Adequate bone marrow as defined by the following laboratory values:
- Absolute Neutrophil Count (ANC) ≥ 1.5 x 109/L.
- Platelets (plt) ≥ 100 x 109/L.
- Hemoglobin (Hgb) ≥ 10 g/dl.
Patient has adequate organ function as defined by the following laboratory values:
- Serum creatinine ≤ 1.5 x Upper Limit of Normal (ULN).
- Bilirubin ≤ 1.5 × ULN.
- Alkaline phosphatase ≤ 2 × ULN.
- Aspartate Aminotransferase (AST) and Alanine Aminotransferase (ALT) ≤ 2 × ULN.
- Willingness and ability to comply with scheduled visits, treatment plan, laboratory tests and other study procedures.
Exclusion Criteria:
- Stage IIIB-IV breast cancer or bilateral breast cancer.
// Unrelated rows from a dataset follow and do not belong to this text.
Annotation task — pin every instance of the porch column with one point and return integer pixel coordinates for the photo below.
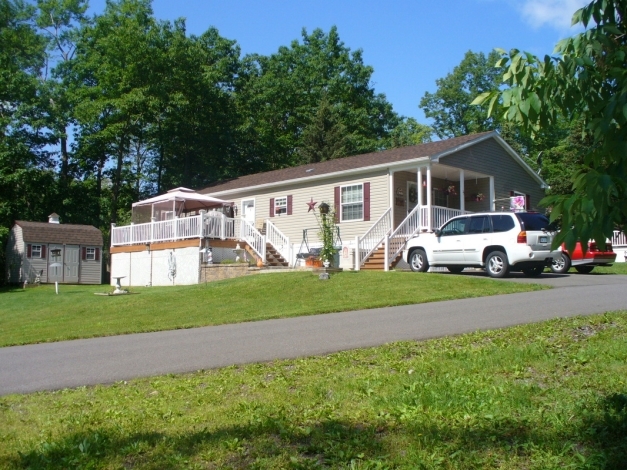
(492, 195)
(462, 198)
(429, 227)
(392, 193)
(419, 183)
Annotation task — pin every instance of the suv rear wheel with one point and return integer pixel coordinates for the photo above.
(418, 261)
(496, 264)
(560, 264)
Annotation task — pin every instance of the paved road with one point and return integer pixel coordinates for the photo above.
(53, 366)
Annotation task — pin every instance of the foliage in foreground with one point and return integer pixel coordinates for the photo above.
(544, 396)
(586, 82)
(38, 315)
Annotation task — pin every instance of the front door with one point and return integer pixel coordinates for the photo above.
(55, 263)
(248, 209)
(71, 264)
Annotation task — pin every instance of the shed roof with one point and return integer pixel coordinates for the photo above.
(397, 155)
(42, 232)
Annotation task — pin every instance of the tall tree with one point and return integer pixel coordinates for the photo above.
(278, 97)
(109, 82)
(585, 80)
(450, 106)
(409, 132)
(325, 137)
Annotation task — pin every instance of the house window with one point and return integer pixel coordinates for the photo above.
(280, 205)
(439, 198)
(352, 202)
(35, 251)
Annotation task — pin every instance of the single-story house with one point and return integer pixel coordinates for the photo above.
(54, 252)
(380, 199)
(384, 197)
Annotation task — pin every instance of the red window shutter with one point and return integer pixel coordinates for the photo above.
(366, 201)
(336, 203)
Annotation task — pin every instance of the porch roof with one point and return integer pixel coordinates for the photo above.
(386, 157)
(191, 198)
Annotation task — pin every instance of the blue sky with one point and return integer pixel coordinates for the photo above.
(408, 43)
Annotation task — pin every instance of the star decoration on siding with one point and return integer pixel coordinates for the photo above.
(312, 205)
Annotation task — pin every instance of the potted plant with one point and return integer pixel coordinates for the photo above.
(327, 233)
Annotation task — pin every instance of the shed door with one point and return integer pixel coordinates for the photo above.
(71, 264)
(55, 263)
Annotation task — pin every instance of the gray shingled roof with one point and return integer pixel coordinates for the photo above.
(42, 232)
(343, 164)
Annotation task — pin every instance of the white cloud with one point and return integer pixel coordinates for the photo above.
(554, 13)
- Treatment with any other current anti-tumoral therapy (chemotherapy, anti-Her2…etc) besides the NSAI. Pamidronate or Alendronate are permitted.
- Prior history of other malignancy within 5 years of study entry, aside from non-melanoma skin cancer or carcinoma-in-situ of the uterine cervix adequately treated.
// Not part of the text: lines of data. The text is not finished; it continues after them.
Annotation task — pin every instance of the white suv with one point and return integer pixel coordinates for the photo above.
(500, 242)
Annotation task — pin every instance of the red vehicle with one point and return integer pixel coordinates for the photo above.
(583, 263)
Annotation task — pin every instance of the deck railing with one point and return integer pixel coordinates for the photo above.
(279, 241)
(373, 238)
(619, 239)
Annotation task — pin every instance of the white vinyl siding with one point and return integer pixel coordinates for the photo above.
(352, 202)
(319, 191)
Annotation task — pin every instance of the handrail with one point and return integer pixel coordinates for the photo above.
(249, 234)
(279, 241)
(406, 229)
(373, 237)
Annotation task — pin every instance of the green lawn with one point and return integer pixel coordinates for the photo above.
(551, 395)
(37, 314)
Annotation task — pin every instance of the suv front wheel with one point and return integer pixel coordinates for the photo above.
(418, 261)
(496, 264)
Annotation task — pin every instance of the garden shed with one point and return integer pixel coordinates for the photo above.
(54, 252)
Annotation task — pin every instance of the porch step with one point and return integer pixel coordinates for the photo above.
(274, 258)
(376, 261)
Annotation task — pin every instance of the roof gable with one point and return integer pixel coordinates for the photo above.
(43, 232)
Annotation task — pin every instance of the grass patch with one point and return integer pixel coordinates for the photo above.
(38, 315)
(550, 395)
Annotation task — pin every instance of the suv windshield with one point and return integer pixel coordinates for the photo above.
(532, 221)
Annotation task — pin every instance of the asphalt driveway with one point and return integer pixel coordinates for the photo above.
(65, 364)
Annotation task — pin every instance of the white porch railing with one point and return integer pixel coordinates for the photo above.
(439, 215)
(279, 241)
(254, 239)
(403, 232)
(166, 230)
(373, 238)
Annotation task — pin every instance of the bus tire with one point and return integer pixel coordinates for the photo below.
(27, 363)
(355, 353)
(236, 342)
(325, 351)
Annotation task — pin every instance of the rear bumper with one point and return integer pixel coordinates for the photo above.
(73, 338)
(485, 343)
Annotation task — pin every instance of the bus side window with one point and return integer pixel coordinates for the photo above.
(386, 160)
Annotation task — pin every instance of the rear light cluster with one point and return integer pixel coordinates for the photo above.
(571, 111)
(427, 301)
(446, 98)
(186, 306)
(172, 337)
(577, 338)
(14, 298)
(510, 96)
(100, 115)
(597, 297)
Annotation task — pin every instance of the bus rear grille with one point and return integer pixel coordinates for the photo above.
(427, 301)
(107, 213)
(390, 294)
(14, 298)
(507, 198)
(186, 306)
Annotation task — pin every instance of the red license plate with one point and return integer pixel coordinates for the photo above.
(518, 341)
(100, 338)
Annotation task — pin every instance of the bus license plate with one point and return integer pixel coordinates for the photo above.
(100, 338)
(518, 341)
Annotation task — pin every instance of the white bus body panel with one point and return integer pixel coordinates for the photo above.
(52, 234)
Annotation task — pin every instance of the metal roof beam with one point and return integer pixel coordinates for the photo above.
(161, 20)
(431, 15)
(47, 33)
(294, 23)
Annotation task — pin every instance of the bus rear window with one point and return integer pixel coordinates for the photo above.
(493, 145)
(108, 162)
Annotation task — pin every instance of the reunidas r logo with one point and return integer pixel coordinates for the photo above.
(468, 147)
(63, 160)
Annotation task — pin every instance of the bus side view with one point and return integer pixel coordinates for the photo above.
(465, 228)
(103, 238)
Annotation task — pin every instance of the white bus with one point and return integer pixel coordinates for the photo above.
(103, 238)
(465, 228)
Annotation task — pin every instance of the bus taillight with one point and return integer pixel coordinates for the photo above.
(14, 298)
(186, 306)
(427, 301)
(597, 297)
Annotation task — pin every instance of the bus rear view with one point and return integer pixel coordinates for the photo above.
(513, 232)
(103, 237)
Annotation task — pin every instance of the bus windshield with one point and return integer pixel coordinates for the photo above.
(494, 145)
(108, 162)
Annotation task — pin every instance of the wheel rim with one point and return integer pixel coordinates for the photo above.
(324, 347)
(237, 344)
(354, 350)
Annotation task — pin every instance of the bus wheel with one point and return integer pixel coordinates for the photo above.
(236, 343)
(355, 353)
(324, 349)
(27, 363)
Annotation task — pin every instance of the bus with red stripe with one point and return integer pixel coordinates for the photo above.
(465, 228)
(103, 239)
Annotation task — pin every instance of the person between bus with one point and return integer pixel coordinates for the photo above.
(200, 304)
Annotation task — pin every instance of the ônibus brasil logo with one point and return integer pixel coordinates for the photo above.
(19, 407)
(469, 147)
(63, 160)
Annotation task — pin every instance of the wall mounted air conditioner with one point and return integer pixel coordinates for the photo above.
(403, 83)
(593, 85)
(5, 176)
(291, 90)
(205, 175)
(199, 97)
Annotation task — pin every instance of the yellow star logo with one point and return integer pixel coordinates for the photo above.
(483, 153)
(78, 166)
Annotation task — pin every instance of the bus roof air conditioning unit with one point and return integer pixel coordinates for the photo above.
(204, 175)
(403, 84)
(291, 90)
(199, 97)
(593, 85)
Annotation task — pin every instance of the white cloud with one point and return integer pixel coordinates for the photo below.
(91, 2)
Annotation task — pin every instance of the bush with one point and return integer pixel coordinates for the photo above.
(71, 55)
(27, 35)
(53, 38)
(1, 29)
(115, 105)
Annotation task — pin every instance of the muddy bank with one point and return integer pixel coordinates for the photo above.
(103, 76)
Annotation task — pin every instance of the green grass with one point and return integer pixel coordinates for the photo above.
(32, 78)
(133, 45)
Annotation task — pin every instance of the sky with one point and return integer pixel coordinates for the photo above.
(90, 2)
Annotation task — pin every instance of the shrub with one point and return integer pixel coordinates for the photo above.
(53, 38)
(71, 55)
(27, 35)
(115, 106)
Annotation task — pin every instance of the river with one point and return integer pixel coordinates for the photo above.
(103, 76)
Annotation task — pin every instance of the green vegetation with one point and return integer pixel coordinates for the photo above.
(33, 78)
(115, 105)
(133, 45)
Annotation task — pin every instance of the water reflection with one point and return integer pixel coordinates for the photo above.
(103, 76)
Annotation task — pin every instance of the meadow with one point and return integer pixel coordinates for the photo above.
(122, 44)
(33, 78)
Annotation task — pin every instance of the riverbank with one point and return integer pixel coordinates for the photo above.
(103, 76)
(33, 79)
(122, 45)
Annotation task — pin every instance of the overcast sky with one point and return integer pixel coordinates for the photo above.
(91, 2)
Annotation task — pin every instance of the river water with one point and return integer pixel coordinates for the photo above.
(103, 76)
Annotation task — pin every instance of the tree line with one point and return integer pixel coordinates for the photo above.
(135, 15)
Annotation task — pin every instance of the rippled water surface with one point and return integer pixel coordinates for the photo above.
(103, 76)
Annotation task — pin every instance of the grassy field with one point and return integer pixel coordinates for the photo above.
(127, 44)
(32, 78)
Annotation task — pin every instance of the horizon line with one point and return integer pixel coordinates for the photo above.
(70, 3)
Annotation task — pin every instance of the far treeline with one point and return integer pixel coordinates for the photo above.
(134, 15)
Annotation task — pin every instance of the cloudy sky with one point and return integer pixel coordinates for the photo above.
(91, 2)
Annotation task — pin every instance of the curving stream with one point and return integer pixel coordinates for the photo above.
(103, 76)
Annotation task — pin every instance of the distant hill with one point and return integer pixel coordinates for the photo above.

- Postmenopausal uterine bleeding. Vaginal bleeding of unknown etiology.
- Patients with endometrial thickness equal to or greater than 4 mm measured by transvaginal ultrasound.
- Patients who have received any type of vulvovaginal treatment in the 15 days prior to the start of the study.
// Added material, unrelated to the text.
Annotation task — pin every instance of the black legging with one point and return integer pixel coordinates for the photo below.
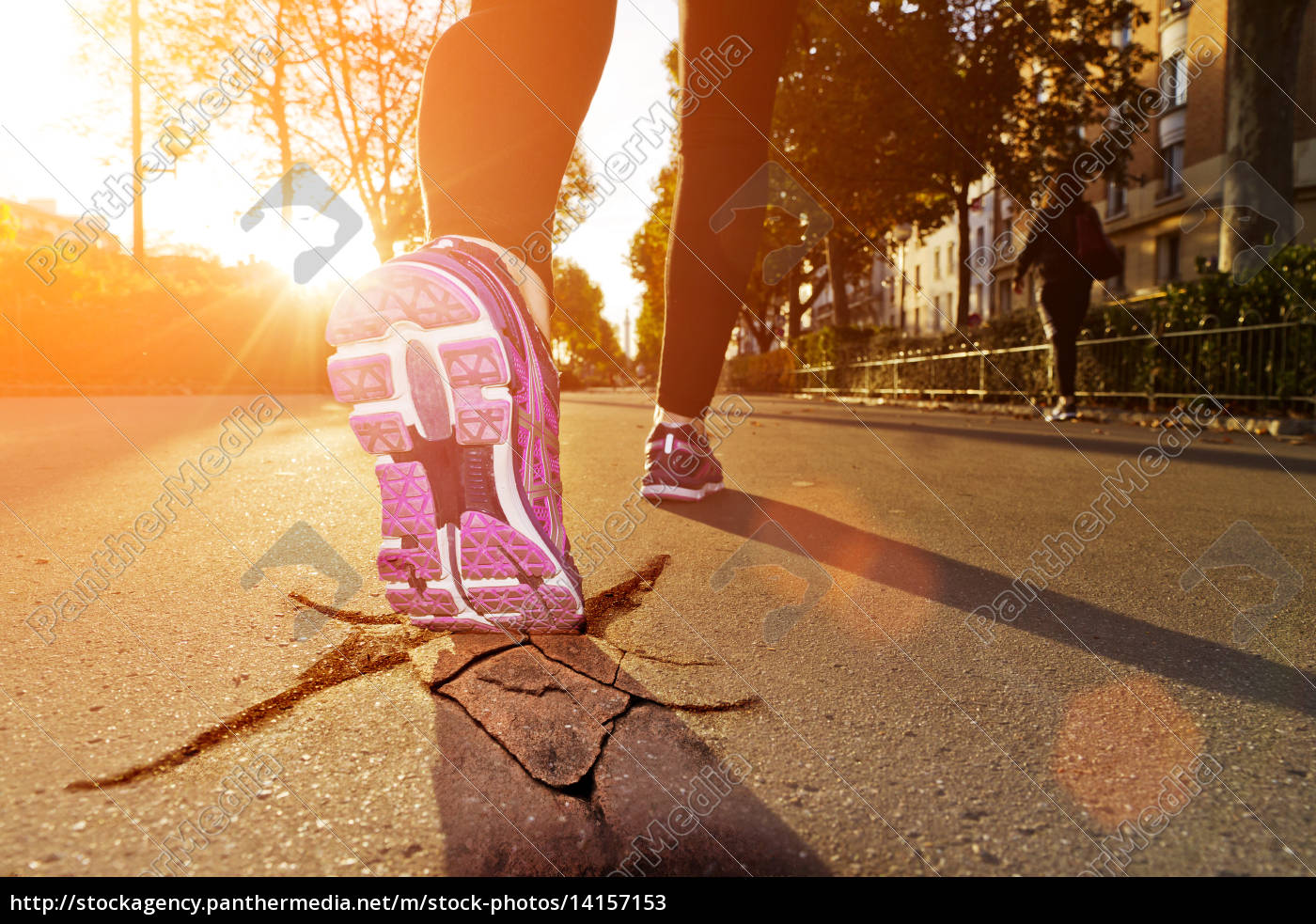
(506, 91)
(1065, 305)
- Use of any hormone, natural (phytoestrogens) or herbal products for the treatment of menopausal symptoms within the last 3 months.
- Current or previous history of thromboembolic disease or coagulopathies.
- Severe cardiovascular or respiratory diseases in the previous 6 months.
- Renal Impairment.
- Hepatitis B and/or hepatitis C carriers (unless with normal hepatic function).
- Known human immunodeficiency virus infection.
- Known hypersensitivity to NSAI.
- Other severe acute or chronic medical or psychiatric condition, or laboratory abnormality that would impart, in the judgment of the investigator, excess risk associated with study participation or study drug administration, or which, in the judgment of the investigator, would make the patient inappropriate for entry into this study.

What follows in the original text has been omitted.